ジミ・ヘンドリックス の商品レビュー
一冊一人物を特集した KAWADE夢ムックのシリーズ中のひとつ、 ギターの革命児ジミ・ヘンドリックスの特集版。 図らずして死の直前インタビューとなった キース・オルサム氏によるオリジナル全文の訳文を掲載している。 貴重な本インタビューを目玉に 評論からディスコグラフィー、バイオグ...

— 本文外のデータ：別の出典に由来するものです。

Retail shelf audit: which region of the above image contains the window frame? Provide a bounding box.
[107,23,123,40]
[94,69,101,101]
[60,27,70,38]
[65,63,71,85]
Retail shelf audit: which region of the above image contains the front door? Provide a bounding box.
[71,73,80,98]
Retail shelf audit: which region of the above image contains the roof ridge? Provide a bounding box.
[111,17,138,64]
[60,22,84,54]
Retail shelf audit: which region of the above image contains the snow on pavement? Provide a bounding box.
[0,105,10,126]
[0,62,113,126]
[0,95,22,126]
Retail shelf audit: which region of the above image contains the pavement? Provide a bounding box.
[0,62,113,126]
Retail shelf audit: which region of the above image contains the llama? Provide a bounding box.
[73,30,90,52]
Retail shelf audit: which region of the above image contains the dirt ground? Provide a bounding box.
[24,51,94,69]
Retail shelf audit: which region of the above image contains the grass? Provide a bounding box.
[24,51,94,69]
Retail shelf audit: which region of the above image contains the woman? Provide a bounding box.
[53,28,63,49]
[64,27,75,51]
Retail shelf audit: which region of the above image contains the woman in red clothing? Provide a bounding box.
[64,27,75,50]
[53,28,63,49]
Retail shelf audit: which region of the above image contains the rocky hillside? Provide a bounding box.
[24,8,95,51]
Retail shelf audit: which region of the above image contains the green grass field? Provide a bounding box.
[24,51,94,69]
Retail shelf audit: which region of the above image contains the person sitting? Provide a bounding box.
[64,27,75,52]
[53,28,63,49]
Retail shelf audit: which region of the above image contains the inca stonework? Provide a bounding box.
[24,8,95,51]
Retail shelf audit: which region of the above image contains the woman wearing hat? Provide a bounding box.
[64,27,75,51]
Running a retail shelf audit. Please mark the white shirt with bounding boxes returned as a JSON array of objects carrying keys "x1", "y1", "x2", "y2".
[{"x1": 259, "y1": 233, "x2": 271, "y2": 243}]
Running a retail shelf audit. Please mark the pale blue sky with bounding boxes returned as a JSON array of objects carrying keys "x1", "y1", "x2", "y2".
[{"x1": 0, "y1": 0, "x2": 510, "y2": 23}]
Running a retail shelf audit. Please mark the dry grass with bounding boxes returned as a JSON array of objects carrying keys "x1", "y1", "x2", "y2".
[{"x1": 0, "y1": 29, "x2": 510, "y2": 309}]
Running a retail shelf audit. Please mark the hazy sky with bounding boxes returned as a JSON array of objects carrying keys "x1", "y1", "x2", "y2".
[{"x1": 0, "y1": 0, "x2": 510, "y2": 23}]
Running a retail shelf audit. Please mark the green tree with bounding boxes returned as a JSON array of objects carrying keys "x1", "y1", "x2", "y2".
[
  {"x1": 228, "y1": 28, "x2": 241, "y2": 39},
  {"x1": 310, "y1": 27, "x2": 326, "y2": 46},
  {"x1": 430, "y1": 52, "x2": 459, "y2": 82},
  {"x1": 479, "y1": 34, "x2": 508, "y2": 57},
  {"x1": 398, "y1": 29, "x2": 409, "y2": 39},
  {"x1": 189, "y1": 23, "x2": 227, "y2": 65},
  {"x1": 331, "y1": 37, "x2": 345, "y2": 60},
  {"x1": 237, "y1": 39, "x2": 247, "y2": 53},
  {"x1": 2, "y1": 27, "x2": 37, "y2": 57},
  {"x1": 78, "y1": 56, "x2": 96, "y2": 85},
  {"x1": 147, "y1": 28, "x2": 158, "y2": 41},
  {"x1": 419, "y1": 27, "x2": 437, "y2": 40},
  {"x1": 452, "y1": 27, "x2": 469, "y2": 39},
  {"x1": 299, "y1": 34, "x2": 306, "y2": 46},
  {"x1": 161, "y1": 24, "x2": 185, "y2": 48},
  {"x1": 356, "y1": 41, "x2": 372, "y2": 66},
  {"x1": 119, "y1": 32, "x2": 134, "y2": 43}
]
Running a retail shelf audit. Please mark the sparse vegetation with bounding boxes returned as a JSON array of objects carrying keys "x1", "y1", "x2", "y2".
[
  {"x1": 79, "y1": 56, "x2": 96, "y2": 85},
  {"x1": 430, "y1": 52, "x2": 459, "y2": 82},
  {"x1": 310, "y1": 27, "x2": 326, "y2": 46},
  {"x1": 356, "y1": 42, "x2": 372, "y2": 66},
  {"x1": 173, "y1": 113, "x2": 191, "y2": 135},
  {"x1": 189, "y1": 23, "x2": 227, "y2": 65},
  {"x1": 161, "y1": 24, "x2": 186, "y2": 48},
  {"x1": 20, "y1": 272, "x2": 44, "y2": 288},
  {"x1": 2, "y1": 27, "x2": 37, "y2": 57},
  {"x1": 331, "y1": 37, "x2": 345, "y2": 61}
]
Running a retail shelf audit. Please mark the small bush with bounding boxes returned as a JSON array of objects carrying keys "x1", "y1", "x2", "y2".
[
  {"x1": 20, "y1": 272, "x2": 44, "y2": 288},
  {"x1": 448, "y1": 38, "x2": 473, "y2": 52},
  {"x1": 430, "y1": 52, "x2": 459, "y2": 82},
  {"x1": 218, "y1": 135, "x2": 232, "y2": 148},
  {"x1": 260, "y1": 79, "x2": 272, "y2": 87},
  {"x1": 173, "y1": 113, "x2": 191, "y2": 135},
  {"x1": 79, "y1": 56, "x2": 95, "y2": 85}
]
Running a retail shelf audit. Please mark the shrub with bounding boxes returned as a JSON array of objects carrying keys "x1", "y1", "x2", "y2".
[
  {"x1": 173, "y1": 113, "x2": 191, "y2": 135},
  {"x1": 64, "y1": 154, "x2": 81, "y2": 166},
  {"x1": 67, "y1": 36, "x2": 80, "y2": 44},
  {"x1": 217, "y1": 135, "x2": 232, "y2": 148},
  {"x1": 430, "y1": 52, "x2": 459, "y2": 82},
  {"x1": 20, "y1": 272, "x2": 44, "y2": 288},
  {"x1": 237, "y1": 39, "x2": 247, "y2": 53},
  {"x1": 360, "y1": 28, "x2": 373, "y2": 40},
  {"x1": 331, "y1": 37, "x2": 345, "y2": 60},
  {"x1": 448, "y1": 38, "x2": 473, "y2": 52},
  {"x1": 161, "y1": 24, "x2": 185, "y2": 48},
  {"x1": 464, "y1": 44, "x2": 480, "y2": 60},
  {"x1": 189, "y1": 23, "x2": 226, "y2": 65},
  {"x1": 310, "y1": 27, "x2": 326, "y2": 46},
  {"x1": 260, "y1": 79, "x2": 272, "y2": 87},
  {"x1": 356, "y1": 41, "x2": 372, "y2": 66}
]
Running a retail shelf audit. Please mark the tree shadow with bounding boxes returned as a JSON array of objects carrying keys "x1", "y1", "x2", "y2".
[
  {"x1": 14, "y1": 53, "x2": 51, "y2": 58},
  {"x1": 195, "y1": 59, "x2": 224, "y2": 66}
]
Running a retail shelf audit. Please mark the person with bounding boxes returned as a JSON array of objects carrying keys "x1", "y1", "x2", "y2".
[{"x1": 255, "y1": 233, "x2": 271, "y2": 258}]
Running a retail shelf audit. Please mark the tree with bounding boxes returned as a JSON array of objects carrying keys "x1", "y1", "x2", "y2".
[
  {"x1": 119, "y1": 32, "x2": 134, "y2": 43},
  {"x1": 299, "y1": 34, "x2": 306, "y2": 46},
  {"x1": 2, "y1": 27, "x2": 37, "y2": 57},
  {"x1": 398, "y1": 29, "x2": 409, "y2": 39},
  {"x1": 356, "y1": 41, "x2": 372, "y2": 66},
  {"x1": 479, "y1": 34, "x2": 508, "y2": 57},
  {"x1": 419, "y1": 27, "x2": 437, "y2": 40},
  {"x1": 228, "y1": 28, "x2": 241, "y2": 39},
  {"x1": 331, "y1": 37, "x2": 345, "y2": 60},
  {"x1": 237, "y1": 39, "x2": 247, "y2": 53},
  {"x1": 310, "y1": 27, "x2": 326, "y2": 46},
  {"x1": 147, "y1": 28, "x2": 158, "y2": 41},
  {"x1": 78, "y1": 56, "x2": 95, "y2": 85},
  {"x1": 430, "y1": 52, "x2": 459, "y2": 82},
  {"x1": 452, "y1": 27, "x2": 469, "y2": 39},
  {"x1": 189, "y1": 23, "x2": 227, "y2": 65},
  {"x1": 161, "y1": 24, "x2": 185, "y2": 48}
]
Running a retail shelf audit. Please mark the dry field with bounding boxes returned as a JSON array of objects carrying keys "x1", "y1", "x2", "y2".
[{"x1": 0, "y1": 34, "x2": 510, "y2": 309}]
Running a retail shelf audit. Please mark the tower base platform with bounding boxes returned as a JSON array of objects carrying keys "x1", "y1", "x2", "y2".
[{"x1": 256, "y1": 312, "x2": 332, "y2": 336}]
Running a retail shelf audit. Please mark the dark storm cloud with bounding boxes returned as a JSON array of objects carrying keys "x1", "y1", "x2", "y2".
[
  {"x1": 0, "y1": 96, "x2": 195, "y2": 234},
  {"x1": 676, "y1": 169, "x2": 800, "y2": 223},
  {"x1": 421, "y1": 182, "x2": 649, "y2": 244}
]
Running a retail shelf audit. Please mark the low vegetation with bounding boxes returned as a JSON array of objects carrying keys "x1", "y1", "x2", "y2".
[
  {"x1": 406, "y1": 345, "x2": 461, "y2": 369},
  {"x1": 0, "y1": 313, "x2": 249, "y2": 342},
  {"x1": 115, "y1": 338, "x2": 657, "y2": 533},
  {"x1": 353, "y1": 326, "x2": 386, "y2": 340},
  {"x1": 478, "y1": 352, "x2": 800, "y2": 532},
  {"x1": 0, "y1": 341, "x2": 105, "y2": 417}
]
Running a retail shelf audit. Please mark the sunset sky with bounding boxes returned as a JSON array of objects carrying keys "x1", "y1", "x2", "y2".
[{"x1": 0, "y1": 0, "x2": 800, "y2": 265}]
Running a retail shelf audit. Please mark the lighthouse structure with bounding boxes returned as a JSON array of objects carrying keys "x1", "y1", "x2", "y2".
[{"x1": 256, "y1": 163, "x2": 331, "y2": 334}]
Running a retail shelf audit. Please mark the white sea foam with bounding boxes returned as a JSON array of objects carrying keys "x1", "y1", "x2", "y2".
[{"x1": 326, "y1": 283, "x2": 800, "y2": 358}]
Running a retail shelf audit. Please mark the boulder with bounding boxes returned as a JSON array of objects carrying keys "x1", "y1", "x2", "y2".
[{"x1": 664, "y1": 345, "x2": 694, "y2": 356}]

一冊一人物を特集した KAWADE夢ムックのシリーズ中のひとつ、 ギターの革命児ジミ・ヘンドリックスの特集版。 図らずして死の直前インタビューとなった キース・オルサム氏によるオリジナル全文の訳文を掲載している。 貴重な本インタビューを目玉に 評論からディスコグラフィー、バイオグラフィー 奏法に至るまで、バラエティー豊かに盛り込んでいる サイケでフラワーでディギットな一冊である。 目玉のインタビューはしかし当然の事乍 ジミの当時現在の心境が綴られるのみで そこに数日後の死を予期させるものは無く 淡々として、通常見られるインタビューから 大きく変化したものを期待すると裏切られる。 しかし、ジミのインタビュー自体貴重なものには 変わりないので目を通しておきたい。 ジミに寄せる文責で必読は ピーター・バラカン氏による当時の回想である。 日本在住でビートルズのコンサートを見たという人は 時にお会いすることもあるが、ジミのギグとなると皆無である。 英国のジミのその将にデビュー時当地におき、 氏はロック好きで15〜16歳の多感な時期にあり、 リアル体験としてかなりの衝撃を受け そのイメージは今以て鮮烈に語られる。 貴重な歴史の証言を私達は日本語ネイティブで 例えばロンドン・マーキークラブとのキャバ比較に 渋谷のクラブ・クワトロ参照すると云う様な表現を享受出来る。 個人的にディランも逆カバーの見張り塔の絶賛や、 リトルウイングのイントロ・コピーなど嬉しい箇所を突いてくれる。 他にも中野重夫氏によるものが ジミを実際にコピーしている事もあって マニアックで所謂「濃く」て興を惹く。 ただ他の評論的文責はウッドストックに於ける ジミの観客数が怪しかったり、非道く空想的だったり 人口に膾炙している話を只理屈っぽく云っただけだったり、 出来の悪い三題話の様なものだったりで 読む必要はないかもしれない。 それよりも読んで面白いのが 「サウンド・周辺の人々」の何篇かである。 飛び入りのクラプトンを紹介するサンタナの辞 「ジミに愛されたミュージシャン!」を其の儘 タイトルに使用した加藤正人氏による一文抔は 例えばジミによるクラプトンのカバーと クラプトンによるジミのカバーのタイムラグが 今更乍両人のパーソナリティに合わせて首肯出来る抔 イベントの時系列が読み取り易く、 勿論バラカン氏の様にジミを直接ではないが 筆者の実体験エピソードが盛り込まれ 読んでおきたい一篇となっている。 彼の死から三十数年、権利も音源も整理され、 以前幻と云われたものも比較的容易に手に入るようになった。 死後の曖昧なリリースに飽き飽きしているオールドファンは 本書の整理された「Works」を見て 今購入可能な音源に垂涎するも良し、 ジミを初めて聴かれる方は、本書を大船とまでは行かないが 水先案内とするのも良いかもしれない。 現在入手可能ということで 最近ジミに疎遠なオールドファンにひとつ、 ダガー・レコードと云うレーベルはレア音源が 通販のみであるが入手可能ということで チェックの必要があるかもしれない。 また私も系列の情報に疎遠にて チャス・チャンドラーやノエル・レディング、 アル・ヘンドリクスの訃報を知らずにいたが、 ここに哀悼の意を表したい。 私はと云えば本書でもP169に紹介されている DVD「エクスペリエンス」を「ヒア・マイ・トレイン・ア・カミン」の アコースティック・バージョンを収録ということで ゼマティス12弦より紡ぎ出される リアル・ブルースの魅力に抗すべくもなく 既にビデオを所有しているにも関わらず 店頭で見つけて即購入してしまった。 いずれ当BLOGにて紹介出来ればしてみたい。 この様な書籍を見るにつけても改めて ジミはどう扱ってもジミで、強烈な一つのオリジナルで、 クローシャンヘッドが引っ繰り返っているだけでジミなのだ。 ジミについて書かれることに何一つ新しいことはないが いつもジミの音は新しいことこそ ジミ・ヘンドリクスの真骨頂と云えるかもしれない。